« Faire quelque chose de très beau pour Jésus »
Bienheureuse Teresa de Calcutta
Mère des Pauvres
(1910-1997)
Si je vous dis « Gonxha Bojaxhiu », il y a de fortes chances pour que vous ne connaissiez pas cette personne. Mais si je vous dis « Mère Teresa », là, tout de suite, vous me répondrez que vous savez qui c’est !
Mère Teresa, « petite femme » de 1,52 m, a profondément marqué notre XX° siècle. « Ambassadrice des plus pauvres, des plus démunis, des plus rejetés, des plus mal-aimés », elle, pourtant humble et simple religieuse en sari blanc bordé de bleu, a rencontré les puissants de ce monde, est montée au tribunes publiques les plus prestigieuses, « pour la gloire de Dieu et au nom des pauvres ». Elle a même reçu le Prix Nobel de la Paix à Oslo en 1979 ! Les médias français, pas toujours « tendres » avec l’Eglise catholique, ont souvent fait écho des actions humanitaires et caritatives de Mère Teresa et des Missionnaires de la Charité (congrégation qu’elle a fondée) en Inde et dans le monde entier. Cela n’a pas empêché les critiques et les diffamations dont elle a pu faire l'objet, signe supplémentaire que Mère Teresa était entièrement à la suite du Christ. Le disciple n’est pas au-dessus du Maître !
Lors de la Journée Mondiale des Missions, le dimanche 19 octobre 2003, le regretté Jean-Paul II béatifia celle qu’on nommait déjà, de son vivant, « la sainte de Calcutta » :
« Rendons louange à cette petite femme qui aimait Dieu, humble messagère de l'Évangile et inlassable bienfaitrice de l'humanité. Nous honorons en elle l'une des personnalités les plus importantes de notre époque. Accueillons-en le message et suivons-en l'exemple. »

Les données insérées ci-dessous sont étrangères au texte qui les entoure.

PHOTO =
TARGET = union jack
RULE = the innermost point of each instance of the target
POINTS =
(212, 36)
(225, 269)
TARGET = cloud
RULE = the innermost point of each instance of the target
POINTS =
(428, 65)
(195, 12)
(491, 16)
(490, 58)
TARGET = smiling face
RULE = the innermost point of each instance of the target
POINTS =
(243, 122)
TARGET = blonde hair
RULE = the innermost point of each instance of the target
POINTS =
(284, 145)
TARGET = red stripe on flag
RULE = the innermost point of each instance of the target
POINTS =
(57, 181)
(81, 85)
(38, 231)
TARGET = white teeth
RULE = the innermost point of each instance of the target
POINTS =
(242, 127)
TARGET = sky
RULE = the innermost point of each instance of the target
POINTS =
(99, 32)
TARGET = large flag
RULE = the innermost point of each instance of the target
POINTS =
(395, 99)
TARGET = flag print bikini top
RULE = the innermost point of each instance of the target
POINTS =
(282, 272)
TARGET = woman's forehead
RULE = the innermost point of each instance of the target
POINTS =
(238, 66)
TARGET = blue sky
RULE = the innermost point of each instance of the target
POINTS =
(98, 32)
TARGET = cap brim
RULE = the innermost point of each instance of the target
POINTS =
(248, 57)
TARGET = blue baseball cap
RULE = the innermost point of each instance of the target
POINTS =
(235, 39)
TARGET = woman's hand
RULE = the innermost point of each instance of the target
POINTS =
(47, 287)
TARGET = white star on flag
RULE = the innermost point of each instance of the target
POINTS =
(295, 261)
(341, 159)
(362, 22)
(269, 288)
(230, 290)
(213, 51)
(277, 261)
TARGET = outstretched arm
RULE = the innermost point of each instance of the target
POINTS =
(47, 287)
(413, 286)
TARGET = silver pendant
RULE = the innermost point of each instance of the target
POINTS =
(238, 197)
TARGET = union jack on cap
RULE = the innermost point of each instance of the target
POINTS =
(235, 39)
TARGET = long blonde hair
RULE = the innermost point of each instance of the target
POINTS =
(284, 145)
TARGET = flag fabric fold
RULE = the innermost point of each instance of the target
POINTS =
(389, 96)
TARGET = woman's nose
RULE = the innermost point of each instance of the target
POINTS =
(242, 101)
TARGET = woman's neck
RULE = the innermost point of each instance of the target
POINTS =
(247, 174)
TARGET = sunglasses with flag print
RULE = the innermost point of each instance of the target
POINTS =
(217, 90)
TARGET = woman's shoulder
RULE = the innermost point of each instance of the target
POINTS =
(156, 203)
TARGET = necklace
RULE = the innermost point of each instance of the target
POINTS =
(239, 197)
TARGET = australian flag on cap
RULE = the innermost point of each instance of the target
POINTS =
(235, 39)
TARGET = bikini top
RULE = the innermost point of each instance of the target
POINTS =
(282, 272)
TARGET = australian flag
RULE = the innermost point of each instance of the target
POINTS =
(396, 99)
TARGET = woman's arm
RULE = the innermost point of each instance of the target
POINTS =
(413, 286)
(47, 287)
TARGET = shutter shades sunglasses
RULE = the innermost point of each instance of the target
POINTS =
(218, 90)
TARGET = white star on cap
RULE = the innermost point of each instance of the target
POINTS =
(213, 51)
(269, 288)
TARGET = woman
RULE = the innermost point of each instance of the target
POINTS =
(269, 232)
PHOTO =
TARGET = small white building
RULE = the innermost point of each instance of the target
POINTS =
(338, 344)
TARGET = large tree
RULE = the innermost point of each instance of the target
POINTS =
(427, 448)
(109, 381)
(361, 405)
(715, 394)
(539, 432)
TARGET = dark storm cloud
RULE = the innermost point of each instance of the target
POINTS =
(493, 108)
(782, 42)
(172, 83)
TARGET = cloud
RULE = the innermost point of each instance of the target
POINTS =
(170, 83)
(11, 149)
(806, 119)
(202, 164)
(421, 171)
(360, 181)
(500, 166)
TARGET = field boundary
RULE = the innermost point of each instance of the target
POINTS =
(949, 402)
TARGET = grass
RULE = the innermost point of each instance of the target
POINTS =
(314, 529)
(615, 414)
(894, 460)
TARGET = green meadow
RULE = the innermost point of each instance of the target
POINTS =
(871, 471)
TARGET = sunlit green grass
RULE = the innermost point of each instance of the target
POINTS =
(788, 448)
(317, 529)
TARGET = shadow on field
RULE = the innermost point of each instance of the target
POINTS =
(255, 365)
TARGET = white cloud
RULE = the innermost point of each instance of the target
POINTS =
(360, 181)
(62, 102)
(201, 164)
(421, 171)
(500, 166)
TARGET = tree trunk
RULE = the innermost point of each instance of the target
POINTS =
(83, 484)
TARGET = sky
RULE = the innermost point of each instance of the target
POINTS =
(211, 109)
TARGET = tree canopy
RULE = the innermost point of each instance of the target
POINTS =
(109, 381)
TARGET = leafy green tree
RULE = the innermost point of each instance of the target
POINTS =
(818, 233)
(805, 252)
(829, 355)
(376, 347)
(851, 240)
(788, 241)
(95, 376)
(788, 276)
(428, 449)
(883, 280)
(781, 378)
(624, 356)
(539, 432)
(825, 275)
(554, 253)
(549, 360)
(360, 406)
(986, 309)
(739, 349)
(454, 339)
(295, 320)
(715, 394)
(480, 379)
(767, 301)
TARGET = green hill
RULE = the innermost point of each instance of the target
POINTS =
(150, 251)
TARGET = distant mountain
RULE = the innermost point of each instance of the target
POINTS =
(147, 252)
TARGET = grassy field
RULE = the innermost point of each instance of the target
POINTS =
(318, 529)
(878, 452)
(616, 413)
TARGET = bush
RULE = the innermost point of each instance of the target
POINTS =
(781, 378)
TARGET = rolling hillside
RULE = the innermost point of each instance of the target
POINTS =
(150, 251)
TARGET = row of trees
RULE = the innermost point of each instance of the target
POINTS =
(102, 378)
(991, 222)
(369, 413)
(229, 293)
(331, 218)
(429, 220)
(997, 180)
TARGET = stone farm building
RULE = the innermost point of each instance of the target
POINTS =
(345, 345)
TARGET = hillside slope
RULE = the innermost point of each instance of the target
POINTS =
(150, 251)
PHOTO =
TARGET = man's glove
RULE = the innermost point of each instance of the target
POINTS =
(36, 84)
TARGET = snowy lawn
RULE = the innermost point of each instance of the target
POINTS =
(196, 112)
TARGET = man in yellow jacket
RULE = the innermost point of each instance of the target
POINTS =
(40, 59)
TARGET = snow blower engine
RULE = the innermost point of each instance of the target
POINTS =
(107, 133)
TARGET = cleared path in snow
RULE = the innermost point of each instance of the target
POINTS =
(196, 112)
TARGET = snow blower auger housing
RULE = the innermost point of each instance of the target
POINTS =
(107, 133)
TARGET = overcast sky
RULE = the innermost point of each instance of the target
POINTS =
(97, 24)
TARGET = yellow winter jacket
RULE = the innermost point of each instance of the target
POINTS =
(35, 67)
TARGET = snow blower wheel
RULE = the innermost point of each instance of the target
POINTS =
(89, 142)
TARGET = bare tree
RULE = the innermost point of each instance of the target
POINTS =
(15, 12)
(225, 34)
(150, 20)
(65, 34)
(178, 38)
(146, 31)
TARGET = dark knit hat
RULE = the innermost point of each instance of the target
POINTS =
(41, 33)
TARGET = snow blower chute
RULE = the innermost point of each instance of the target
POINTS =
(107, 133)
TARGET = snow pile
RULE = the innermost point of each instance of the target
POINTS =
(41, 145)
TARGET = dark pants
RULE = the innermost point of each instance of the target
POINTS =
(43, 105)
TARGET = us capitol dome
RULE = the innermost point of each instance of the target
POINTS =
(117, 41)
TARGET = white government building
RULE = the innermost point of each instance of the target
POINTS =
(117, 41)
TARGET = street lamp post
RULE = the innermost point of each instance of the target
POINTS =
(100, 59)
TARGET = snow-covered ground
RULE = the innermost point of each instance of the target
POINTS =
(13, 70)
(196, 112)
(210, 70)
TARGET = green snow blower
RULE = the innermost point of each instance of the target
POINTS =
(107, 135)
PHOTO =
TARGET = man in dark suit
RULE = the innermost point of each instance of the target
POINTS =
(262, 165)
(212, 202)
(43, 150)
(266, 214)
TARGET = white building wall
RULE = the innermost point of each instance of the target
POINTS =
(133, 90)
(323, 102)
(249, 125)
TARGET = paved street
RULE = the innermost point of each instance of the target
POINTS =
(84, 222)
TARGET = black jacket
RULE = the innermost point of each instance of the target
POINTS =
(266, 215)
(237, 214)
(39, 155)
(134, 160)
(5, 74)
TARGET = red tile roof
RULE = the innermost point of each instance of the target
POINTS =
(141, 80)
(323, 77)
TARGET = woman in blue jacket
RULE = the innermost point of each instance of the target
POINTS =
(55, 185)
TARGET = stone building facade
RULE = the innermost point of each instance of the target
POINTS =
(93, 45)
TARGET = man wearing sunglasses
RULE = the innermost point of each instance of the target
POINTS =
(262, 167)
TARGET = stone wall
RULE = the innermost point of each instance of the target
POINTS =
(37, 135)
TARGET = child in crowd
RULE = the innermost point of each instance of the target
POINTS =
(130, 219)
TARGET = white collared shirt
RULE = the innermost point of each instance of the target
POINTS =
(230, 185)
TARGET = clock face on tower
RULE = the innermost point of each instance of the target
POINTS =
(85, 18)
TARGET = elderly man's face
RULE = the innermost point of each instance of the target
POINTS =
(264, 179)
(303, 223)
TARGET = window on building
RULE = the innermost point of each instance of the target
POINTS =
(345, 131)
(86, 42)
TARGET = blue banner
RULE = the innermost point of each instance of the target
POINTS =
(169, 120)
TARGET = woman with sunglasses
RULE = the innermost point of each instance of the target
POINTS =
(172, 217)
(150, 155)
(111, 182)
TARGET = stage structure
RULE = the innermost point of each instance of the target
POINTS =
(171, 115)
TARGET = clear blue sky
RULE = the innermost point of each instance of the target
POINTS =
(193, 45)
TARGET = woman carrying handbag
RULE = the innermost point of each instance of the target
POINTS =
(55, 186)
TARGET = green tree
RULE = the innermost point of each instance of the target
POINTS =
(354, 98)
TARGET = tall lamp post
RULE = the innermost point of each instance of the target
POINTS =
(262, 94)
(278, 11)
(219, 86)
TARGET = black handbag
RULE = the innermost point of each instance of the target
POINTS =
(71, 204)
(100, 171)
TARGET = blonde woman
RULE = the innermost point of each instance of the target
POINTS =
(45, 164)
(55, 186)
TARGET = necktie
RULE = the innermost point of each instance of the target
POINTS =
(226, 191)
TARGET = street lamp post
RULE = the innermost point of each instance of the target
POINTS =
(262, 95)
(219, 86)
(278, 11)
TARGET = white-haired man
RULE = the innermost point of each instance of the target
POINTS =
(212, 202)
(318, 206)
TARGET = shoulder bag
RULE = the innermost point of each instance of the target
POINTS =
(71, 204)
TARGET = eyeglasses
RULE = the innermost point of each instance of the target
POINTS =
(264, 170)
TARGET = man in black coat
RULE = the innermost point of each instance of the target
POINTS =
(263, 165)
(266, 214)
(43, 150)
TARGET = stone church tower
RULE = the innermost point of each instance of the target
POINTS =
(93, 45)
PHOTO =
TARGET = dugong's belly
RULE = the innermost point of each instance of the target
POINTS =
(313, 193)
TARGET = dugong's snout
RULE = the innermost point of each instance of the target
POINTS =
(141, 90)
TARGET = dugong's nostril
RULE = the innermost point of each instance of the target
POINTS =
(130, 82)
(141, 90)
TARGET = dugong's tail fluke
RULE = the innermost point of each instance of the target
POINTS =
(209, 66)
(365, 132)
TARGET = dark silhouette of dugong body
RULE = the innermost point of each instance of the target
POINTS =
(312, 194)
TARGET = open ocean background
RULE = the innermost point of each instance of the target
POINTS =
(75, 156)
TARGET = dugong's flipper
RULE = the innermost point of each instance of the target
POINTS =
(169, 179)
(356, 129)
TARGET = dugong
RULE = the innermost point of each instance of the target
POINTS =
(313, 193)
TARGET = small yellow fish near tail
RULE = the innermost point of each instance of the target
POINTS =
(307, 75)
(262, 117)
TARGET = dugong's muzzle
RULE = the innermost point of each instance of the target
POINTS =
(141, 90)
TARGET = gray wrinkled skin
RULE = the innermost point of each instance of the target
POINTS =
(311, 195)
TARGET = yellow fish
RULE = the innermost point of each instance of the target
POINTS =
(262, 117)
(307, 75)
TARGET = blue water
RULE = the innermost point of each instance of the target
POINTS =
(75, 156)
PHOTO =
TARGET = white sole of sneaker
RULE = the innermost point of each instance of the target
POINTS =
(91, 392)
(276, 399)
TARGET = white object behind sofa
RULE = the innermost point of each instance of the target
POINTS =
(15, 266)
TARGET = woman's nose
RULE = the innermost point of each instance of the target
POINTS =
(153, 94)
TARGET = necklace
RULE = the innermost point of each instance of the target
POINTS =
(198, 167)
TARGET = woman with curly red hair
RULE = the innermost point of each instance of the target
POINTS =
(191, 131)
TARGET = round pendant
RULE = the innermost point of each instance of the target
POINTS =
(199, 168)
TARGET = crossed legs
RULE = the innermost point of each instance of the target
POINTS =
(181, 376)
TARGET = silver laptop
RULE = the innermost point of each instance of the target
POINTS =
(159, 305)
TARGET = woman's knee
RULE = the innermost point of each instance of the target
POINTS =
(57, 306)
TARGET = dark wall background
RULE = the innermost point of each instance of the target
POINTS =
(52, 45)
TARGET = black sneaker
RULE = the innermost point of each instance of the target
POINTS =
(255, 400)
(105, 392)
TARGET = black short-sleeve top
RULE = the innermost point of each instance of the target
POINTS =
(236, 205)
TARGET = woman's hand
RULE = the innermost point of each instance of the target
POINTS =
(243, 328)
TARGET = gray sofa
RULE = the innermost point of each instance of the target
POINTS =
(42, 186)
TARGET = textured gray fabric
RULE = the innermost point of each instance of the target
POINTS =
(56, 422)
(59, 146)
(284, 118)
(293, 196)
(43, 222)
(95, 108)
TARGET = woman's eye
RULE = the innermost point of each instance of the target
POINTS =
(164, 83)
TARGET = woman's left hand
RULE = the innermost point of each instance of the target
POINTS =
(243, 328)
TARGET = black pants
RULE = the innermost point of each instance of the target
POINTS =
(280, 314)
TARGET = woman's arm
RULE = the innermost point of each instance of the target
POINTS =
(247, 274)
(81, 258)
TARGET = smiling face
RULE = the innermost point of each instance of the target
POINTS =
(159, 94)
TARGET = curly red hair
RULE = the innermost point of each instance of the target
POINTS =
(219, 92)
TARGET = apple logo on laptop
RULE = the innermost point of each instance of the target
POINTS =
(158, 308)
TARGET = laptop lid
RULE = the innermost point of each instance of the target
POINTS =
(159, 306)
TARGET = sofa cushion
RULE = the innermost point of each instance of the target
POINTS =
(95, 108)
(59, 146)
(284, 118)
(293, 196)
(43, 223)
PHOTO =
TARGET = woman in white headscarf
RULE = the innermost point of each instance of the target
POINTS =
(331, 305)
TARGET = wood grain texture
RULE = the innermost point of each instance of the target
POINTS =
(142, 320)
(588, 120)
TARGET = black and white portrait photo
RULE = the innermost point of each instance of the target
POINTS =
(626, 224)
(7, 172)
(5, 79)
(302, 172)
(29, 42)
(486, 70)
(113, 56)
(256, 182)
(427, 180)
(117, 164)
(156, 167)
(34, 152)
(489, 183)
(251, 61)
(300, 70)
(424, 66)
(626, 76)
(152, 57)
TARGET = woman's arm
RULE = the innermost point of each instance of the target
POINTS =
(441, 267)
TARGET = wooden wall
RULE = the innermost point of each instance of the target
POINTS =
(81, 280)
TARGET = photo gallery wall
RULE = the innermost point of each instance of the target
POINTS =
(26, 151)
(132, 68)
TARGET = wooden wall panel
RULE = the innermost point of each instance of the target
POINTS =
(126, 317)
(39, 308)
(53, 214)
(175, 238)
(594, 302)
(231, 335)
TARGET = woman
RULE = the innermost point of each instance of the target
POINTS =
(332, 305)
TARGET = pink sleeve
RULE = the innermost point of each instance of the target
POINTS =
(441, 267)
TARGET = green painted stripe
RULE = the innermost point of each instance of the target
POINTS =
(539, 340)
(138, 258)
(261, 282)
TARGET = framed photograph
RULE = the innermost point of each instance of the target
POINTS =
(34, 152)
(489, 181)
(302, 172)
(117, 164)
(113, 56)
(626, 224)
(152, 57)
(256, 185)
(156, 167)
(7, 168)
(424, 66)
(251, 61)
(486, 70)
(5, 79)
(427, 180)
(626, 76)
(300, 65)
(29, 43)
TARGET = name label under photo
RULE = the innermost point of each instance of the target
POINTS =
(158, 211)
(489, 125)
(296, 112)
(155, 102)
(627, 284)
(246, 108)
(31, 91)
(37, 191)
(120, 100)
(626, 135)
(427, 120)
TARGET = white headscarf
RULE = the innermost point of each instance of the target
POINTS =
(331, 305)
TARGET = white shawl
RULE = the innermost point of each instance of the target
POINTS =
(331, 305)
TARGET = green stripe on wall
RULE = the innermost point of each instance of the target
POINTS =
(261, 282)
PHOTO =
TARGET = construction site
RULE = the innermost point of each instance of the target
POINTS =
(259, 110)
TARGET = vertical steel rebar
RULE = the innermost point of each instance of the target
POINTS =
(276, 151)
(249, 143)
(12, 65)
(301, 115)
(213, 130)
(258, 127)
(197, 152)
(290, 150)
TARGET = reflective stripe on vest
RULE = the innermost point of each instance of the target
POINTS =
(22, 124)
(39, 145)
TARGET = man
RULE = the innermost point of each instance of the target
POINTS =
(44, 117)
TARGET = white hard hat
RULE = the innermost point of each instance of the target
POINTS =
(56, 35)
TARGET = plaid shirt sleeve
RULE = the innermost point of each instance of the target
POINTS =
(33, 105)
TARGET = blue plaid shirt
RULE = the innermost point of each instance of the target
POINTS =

« Par mon sang, je suis albanaise. Par ma nationalité, indienne. Par ma foi, je suis une religieuse catholique. Pour ce qui est de mon appel, j’appartiens au monde. Pour ce qui est de mon cœur, j’appartiens entièrement au Cœur de Jésus. » Ces quelques phrases de Mère Teresa résument, me semble-t-il, à merveille son parcours et son état d’esprit.
Enfance
Gonxha, que l’on traduit par Agnès, est née le 26 août 1910 à Usküb, connu plus tard sous le nom de Skopje, en Macédoine, à l’époque territoire appartenant à l’Empire ottoman. Toute cette région de l’Europe sud-orientale, la « Péninsule des Balkans », qui correspond à l’ex-Yougoslavie, la Bulgarie, l’Albanie, la Grèce et la Turquie d’Europe, a toujours été en proie aux agitations, aux tensions et aux conflits de toutes sortes. La « poudrière des Balkans », l’a-t-on surnommée !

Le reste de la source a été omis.